Differential Diagnosis
  • Herpes zoster (shingles) — unilateral dermatomal vesicles, not generalized.
  • Hand-foot-mouth disease — oral ulcers + vesicles on palms/soles (Coxsackie virus).
  • Impetigo — honey-colored crusts; bacterial (Staph/Strep).
  • Disseminated herpes simplex — punched-out lesions, severe in immunocompromised.
  • Drug rash (Stevens–Johnson/TEN) — painful purpuric lesions, mucosal involvement.
Complications
  • Bacterial superinfection of skin — most common (Staph/Strep).
  • Varicella pneumonia — severe in adults, pregnant women, smokers.
  • Cerebellitis / ataxia — common neurological complication.
  • Encephalitis — rare but life-threatening.
  • Hepatitis, pancreatitis — in immunocompromised patients.
  • High-dose steroid therapy (1–2 mg/kg/day prednisolone for ≥2 weeks) markedly increases severity risk.
  • Even short courses of high-dose steroids during incubation can produce severe or fatal varicella.
  • Cellular immunodeficiency (HIV, cancer chemotherapy, congenital/acquired T-cell defects) strongly predisposes to severe disease.
  • Pregnant women have higher risk of pneumonia and disseminated varicella.
  • Maternal varicella with viremia can cause neonatal varicella via transplacental transmission.
Treatment
  • Acyclovir is indicated for adults, adolescents, and high-risk groups.
  • Best given within 24 hours of rash onset.
  • Supportive care: antihistamines, antipyretics (avoid aspirin).
  • Hospitalize severe cases, immunocompromised, pregnant women with complications.
Prevention
  • Varicella vaccine (live attenuated) — highly effective.
  • Two-dose schedule is recommended for full protection.
  • Post-exposure prophylaxis with vaccine within 3–5 days.

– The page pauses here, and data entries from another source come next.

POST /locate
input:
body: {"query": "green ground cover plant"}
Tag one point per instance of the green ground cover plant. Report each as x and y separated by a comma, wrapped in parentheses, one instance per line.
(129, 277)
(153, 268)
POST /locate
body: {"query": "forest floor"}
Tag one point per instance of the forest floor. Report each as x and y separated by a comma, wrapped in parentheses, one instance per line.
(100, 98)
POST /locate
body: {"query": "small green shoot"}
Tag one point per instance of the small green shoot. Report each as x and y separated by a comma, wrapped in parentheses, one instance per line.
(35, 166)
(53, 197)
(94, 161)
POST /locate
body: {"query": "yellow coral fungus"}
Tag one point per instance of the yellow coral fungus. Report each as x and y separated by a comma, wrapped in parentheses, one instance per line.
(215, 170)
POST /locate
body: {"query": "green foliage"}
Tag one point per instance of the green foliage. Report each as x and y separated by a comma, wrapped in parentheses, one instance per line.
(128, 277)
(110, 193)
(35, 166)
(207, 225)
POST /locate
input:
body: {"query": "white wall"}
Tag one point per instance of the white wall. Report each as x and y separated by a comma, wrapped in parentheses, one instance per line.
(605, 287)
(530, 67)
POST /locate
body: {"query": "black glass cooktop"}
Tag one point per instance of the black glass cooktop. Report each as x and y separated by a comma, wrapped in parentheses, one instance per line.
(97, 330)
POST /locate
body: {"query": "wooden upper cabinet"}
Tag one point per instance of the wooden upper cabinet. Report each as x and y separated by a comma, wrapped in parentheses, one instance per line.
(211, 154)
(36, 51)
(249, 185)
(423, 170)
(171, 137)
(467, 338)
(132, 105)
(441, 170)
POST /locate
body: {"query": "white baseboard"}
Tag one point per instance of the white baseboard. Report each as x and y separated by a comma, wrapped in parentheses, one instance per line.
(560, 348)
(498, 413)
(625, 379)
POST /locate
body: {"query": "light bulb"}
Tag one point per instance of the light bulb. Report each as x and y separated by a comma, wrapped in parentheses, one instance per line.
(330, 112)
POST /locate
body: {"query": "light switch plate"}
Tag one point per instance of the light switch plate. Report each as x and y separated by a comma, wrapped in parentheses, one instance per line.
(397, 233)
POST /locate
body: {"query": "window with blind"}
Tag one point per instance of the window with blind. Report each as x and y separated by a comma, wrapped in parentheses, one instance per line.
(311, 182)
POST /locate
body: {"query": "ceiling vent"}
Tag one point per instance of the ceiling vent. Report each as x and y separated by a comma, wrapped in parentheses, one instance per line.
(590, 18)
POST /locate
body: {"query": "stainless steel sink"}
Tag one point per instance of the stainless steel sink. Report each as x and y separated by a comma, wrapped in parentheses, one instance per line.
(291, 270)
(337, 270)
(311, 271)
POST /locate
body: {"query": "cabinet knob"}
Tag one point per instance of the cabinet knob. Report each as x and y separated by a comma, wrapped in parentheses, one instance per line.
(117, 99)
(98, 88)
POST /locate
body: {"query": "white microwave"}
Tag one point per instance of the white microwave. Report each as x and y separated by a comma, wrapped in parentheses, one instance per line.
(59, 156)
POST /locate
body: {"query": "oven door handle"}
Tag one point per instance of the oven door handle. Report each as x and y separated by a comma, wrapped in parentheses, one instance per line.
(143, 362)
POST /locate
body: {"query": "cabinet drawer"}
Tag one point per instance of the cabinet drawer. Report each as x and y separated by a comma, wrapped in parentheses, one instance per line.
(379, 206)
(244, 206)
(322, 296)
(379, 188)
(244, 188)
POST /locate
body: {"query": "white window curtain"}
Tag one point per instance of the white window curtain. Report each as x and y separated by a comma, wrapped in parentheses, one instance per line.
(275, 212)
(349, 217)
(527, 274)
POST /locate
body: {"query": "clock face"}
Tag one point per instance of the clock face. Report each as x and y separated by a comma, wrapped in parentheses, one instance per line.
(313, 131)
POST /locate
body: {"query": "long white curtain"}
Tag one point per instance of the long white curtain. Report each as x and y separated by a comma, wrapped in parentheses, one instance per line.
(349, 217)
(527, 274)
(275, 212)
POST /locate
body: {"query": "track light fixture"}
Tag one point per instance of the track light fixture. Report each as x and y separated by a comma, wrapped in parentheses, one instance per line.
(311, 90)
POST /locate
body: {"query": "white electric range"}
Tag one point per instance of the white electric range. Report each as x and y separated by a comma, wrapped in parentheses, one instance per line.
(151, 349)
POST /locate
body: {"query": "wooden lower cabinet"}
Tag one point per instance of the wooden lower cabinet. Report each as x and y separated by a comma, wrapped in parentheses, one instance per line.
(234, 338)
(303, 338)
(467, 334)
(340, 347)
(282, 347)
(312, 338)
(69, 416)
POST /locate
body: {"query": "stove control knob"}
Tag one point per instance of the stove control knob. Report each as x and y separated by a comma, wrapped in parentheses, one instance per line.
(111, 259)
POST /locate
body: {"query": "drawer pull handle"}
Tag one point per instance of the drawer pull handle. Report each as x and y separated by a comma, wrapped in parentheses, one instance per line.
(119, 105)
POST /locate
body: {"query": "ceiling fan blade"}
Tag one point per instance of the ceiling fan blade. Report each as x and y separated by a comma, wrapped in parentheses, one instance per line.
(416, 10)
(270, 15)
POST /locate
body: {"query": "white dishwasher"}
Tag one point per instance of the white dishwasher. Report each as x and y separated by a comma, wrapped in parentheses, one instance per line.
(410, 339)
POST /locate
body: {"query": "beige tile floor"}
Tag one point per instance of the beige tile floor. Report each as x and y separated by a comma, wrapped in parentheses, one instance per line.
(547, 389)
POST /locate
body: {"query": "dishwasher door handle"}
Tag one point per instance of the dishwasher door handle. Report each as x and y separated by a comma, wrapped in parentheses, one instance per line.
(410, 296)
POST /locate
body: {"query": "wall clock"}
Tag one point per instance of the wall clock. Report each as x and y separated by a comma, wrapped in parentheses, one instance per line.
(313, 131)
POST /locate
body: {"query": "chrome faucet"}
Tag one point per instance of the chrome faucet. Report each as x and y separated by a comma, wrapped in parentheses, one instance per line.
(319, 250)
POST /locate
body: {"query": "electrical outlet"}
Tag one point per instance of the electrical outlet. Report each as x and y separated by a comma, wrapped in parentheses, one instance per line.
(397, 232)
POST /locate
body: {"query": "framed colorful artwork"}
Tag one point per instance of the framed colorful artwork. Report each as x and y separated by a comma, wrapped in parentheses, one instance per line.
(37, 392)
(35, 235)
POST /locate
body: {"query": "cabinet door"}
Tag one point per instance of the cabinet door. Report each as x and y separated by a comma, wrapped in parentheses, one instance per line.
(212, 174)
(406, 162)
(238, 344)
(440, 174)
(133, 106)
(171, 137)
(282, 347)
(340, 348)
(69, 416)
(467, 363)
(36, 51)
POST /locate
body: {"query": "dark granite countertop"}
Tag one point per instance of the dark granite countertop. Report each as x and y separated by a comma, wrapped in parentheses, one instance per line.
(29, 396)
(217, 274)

  • Varicella-zoster immune globulin (VZIG) for high-risk non-immune contacts.
Serotypes / Subtypes
  • Varicella-zoster virus (VZV) has no serotypes — only one serotype.
  • VZV has multiple genetic clades (genotypes), not clinically distinct.
  • All clades cause identical clinical disease and are cross-protective.
Pathology
  • Intraepidermal vesicles with ballooning degeneration of keratinocytes.
  • Multinucleated giant cells with intranuclear inclusions (Cowdry type A).
  • Early lesions show neutrophils; late lesions show mononuclear infiltrates.
Radiology / Imaging
  • Chest X-ray: diffuse interstitial infiltrates in varicella pneumonia.
  • CT chest: ground-glass opacities, nodular infiltrates.
  • Neuroimaging usually normal unless encephalitis or vasculopathy.
Notes / Teaching points
  • “Dew drop on rose petal” is the classical description of vesicles.
  • Presence of lesions in multiple stages at once differentiates varicella from smallpox.
  • Contagious from 1–2 days before rash until crusting.
  • Adults have more severe disease than children.